At the 2019 Annual Meeting of Stockholders, the Company provided stockholders with the opportunity to cast an advisory vote to approve the compensation of the Company’s NEOs as disclosed in the Proxy Statement for the 2019 Annual Meeting of Stockholders, and the Company’s stockholders overwhelmingly approved the proposal, with approval by approximately 93% of the votes cast for the proposal at the 2019 Annual Meeting of Stockholders.
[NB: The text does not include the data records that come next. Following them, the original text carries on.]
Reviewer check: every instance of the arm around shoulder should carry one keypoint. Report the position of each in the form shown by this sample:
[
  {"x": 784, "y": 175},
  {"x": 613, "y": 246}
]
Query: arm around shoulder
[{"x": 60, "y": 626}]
The Company believes that its compensation policies and procedures, which are outlined in the “Compensation Discussion and Analysis” section of this Proxy Statement, support the goals of:
- Aligning our executives’ goals with our stockholders’ interests;
- Attracting, retaining, and motivating outstanding executive talent; and
- “Pay-for-performance” - Holding our executives accountable and rewarding their achievement of financial, strategic and operating goals.
The Compensation Committee of the Board continually reviews the Company’s executive compensation and benefits program to evaluate whether it supports these goals and serves the interests of the Company’s stockholders. The Company’s executive compensation practices include the following, as discussed in more detail in the “Compensation Discussion and Analysis” section of this Proxy Statement:
- Pay-for-performance and at-risk compensation.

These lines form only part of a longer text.